TranceJen: Yeah, I am all about the produce.


HLM WRESTLES BACK ON TOP (WHO'S YUH MAMMA NOW 'TRANCEY'!?)

HLM: why /when didyou become vegan? :)

TranceJen: you do IT stuff?

TranceJen: techie, etc?

HLM: yes i was a techie :)

TranceJen: I used to be a techie, too. hardware maintenance.

HLM: really?

HLM: oh hot!

HLM: answer the vegan question baby

TranceJen: OK, the vegan thing...

TranceJen: I don't like meat much to begin with

TranceJen: boy, that sounds dirty

TranceJen: and decided, screw it, don't need it - why eat the crap?

HLM: mmm MAN MEAT :)

TranceJen: Chicken embryos...

TranceJen: milk...

TranceJen: no need for any of it. Much healthier to eat vegan.

TranceJen: LOL

HLM: i just say i'm macrobiotic ;) doesn't that sound more erudite? :)

TranceJen: It does.

TranceJen: very trendy as well.

HLM: plus i like fish too :)

HLM: plus it makes it easier to keep kosher

TranceJen: You keep kosher, too?

TranceJen: she does.

HLM: yes

TranceJen: My grandfather did, but he was pretty much the only one in the family.

TranceJen: *bad Jew*

HLM: poor gramps

TranceJen: He was a good guy.

TranceJen: I can't do seafood.

HLM: oooo?

TranceJen: Gwyneth Paltrow annoys me.

HLM: she looks like kermit

HLM: she also looks like that hippie chick from the muppet show heheh

TranceJen: HA! She does! Janis!

HLM: what are you doing for Hanukkah! i find you and Monkieygirl are not waving the flag!!

TranceJen: I have no plans yet - it's weird, most of my family has converted.

TranceJen: which I don't get.

HLM: yeah that happened in my past too :)

HLM: Halloween this, Xmas that.
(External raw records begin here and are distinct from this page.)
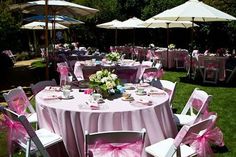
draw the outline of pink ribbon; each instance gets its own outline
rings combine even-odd
[[[198,157],[212,157],[213,151],[210,144],[224,146],[223,133],[218,127],[214,127],[213,129],[212,127],[208,127],[202,135],[190,133],[184,143],[190,144],[196,150]]]
[[[110,144],[97,141],[90,149],[96,157],[140,157],[143,143],[137,141],[135,143]]]
[[[11,120],[7,115],[4,115],[4,117],[0,120],[1,120],[0,128],[8,129],[7,131],[8,152],[11,154],[13,150],[12,142],[17,140],[24,140],[28,134],[20,122]]]
[[[196,110],[200,110],[202,107],[203,103],[202,100],[197,99],[197,98],[193,98],[192,99],[192,107]]]
[[[84,90],[84,94],[92,94],[93,91],[94,91],[94,90],[93,90],[93,89],[90,89],[90,88],[89,88],[89,89],[85,89],[85,90]]]
[[[59,66],[57,68],[57,71],[60,73],[60,75],[67,76],[69,73],[68,67],[67,66]]]
[[[69,68],[65,65],[60,65],[57,68],[57,71],[60,73],[60,86],[63,86],[66,84],[67,77],[69,74]]]
[[[206,103],[208,103],[208,102],[206,102]],[[202,105],[203,105],[202,100],[197,99],[197,98],[192,98],[192,107],[195,110],[199,111],[201,109]],[[214,112],[209,112],[208,107],[203,108],[203,110],[201,112],[201,116],[199,117],[199,119],[197,121],[202,120],[202,119],[206,119],[210,115],[213,115],[213,114],[215,114],[215,113]]]
[[[9,102],[9,108],[18,114],[25,114],[27,106],[27,100],[24,96],[19,96]]]
[[[206,65],[207,68],[209,69],[214,69],[214,68],[218,68],[218,64],[216,63],[209,63]]]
I WANT SOME HANUKKAH HAPPINESS AND ROSH HASHANA RIBALDRY!! :)

TranceJen: Damn right!

TranceJen: Rosh Hashana ribaldry...LMAO

HLM: hey i have rocking parties for all the holidays :)

TranceJen: That sounds sweet. It's very non-Jew in my hood.

TranceJen: my grandmother is now Baptist. Weird.

HLM: oooh that is weird. i was engaged to a baptist

TranceJen: it's too bad.

TranceJen: I'm engaged to a Catholic.

TranceJen: His parents are unthrilled. LOL

HLM: hahahah well i have to invite all non-jews cos uh. jews my age around here. uh just one

TranceJen: I feel you.

TranceJen: The neighboring town is mostly Jewish. Here, nope.

TranceJen: I look very WASP-y, so people are surprised to find I'm Jewish.